For the most part, organizations have taken this approach, and the days of open access to transactional systems and default administrator passwords are largely behind us. However, Big Data presents some new security challenges that are worth investigating in a considered manner.
The great benefit of Big Data is that it consolidates massive data sets from diverse sources, performing complex analytics to solve a business problem. This is certainly a noble goal, but requires that data be exported from stable and secure systems and loaded into a Big Data tool that may be relatively immature and newly installed.
Security is often an afterthought in most rapidly maturing applications, and Big Data is no exception. Combine this with most Big Data projects having tight timelines and high expectations, and you have data that were stored under lock and key being thrown into systems with only the most rudimentary security.
Furthermore, as the name implies, Big Data will often include massive dumps of diverse data, such that data theft from one system results in a treasure trove that might have otherwise required far more work. While state-sponsored attacks from a competing nation make for great press, far more likely is the lost laptop with a copy of a Big Data dataset, or the disgruntled employee who can dump a massive amount of data that he or she would normally not have access to.

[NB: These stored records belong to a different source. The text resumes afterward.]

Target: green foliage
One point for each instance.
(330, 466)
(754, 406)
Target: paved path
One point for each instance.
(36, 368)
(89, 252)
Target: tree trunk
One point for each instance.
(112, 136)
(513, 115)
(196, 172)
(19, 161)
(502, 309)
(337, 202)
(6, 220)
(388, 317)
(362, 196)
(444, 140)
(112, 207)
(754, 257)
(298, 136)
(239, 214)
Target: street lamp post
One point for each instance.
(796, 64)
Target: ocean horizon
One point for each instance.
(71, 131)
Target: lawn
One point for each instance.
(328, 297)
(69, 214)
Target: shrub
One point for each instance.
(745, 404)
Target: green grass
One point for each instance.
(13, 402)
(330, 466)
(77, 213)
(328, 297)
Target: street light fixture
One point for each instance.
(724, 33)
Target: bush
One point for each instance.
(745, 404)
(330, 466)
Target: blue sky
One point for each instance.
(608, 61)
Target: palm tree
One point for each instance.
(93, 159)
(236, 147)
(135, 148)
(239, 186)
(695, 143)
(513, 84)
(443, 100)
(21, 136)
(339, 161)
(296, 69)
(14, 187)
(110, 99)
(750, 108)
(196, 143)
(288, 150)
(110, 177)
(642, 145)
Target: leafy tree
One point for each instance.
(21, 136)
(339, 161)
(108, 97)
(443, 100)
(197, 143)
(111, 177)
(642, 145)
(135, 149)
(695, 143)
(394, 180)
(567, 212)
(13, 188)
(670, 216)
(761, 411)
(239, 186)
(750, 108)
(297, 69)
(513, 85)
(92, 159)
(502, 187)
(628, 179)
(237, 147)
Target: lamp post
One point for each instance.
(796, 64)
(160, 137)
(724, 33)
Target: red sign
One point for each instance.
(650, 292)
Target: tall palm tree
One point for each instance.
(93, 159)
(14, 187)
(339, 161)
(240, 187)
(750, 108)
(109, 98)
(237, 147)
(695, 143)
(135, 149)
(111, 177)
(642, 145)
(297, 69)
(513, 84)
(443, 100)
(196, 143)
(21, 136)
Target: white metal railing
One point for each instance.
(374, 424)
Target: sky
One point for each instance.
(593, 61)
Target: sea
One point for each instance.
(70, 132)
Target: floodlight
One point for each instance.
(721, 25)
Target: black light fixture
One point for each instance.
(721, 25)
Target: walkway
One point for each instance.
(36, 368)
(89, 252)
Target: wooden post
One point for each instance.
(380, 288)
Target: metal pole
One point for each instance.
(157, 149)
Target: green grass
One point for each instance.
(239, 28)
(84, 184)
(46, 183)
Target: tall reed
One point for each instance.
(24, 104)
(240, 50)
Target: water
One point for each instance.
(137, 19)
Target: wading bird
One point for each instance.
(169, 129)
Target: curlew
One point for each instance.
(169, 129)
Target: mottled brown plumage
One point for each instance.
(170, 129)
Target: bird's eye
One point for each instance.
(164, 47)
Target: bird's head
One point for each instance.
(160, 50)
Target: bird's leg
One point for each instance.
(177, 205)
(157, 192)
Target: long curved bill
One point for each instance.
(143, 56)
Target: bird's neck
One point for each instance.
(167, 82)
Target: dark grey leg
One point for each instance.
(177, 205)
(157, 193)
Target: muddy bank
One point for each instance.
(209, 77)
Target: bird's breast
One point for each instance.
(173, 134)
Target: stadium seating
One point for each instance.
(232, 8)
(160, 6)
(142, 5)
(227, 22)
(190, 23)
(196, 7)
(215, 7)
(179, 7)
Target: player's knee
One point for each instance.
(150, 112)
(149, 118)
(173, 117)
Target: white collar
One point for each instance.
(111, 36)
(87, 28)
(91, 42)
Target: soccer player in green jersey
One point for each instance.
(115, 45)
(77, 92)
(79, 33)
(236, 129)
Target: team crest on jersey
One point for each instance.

While Big Data demands huge datasets and speedy analysis, just as you can find an adequate compromise on insurance, so, too, can you find an appropriate balance of security and Big Data. Take the time to analyze the criticality of the dataset that's being analyzed and gauge the level of sensitivity of the data. You need not spend massive amounts of time and treasure securing public market data, but if your dataset includes confidential sales, customer, or employee information, security should be applied appropriately and presumably match that of the source systems.
Also, remember that a key element in any type of security is the human element. If you have neither the time nor inclination to implement extensive security, ensure that staff with access to the data can be trusted, and that they understand the nature of the data they're dealing with. Where consultants are involved, ask to see their data security policies, and ensure they're appropriate for the type of data the consultants will have access to.
Finally, while few want to pause a highly visible Big Data effort, remind peers that security is all a matter of prudent risk, as well as protection appropriate to that level of risk. I might jump into the ocean for a quick swim with little more than shorts and a smile, but if I go scuba diving you had better believe I'm double-checking all my equipment and carrying backups of critical gear.